Torquato entra no hipódromo correndo e mais ansioso do que nunca. Parece que todos ali sorriem para ele. Seria o hoje o grande dia. O dinheiro viria às suas mãos. As contas ficariam em dia. Faria uma poupança. A esposa voltaria orgulhosa para ele. Torquato era puro otimismo. Na hora da aposta quando perguntaram em qual cavalo apostaria, Torquato sorriu como nunca antes; disse com toda a convicção que faria a aposta num valor total de 4 mil e 44 reais. Aposta feita, hora de acompanhar a corrida. O cavalo em qual apostou, o número 4, saiu em disparada. Torquato pensou que quase fizera uma bobagem no dia anterior quando viu o revólver. O disparo certo estava bem ali, fugia aos seus olhos como um relâmpago. O valor do prêmio era grande, resolveria sua vida por muito tempo. Instantes antes da chegado do garanhão em que Torquato havia apostado seus 44 reais e os 4 mil do taxista e quando ele já pulava e gritava de alegria, 3 cavalos passaram à frente do número 4. O cavalo número 4 chegou em 4° lugar. Torquato não conseguia acreditar. Eram tantas as evidências de um sinal. Todas aquelas aparições do número 4; aquilo não podia estar acontecendo. O que diria ao taxista?

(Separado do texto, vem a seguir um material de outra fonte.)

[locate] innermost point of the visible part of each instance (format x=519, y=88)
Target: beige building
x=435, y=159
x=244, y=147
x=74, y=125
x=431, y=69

Quando João 4 olho vê Torquato à distância começa a pular de alegria. Torquato aproxima-se e diz que perdeu. Disse que o cavalo número 4 havia chegado em 4° lugar e não tinha como pagar nem a corrida nem os 4 mil. O taxista sentiu-se triste pelos dois, era tudo o que ele tinha. A única coisa que Torquato tinha a mais eram as dívidas e eram muitas. João 4 olho depois de passar a mão no ombro do apostador foi embora. Torquato estava arrasado e com muita fome. Viu um carrinho de cachorro-quente logo em frente. Levou a mão ao bolso e para sua surpresa havia 4 reais. A aposta havia sido arredondada para 4 mil e 40 reais. Ele aproxima-se do carrinho e pergunta o preço. O dono diz que custa 5 reais.

Torquato pensa que se tivesse apenas mais 1 real poderia comer um cachorro-quente. De repente vê uma moeda de 1 real no chão. Fica feliz de que vai matar a fome. Quando olha os 5 reais em sua mão e o preço do cachorro-quente, 5 reais, como que por uma luz, lembra que 5 é o número do cachorro no jogo do bicho. Ele pensa: “Cachorro é o número 5. O preço do cachorro-quente é 5. Tenho 5 na mão. O cachorro é quente, o palpite só pode ser quente”. Pensa também que pode não ser um sinal, apenas coisa da sua cabeça voltada aos jogos e atribulada com as dívidas. Pensa em comer o cachorro-quente. Nesse momento, distraído, começa a atravessar a rua. Um carro quase o atropela, buzina, desvia e para. O motorista salta e ergue a mão como que perguntando se ele está bem. Torquato faz sinal de que sim, está tudo bem. Ele pensa nos 5 dedos do homem acenando para ele. Quando olha a placa do carro que quase o atropelou, lê: SIM 5555. Ele olha para o céu e diz em seus pensamentos que é um sinal; a placa, SIM 5555, mais os 5 reais em sua mão, o preço do cachorro-quente, 5 reais e o número do cachorro no jogo do bicho, 5. Olha no relógio e são 5 e 5 da tarde e no dia seguinte será dia 5. Torquato vê uma casa de jogos bem discreta e vai fazer sua nova aposta convicto de que será dessa vez.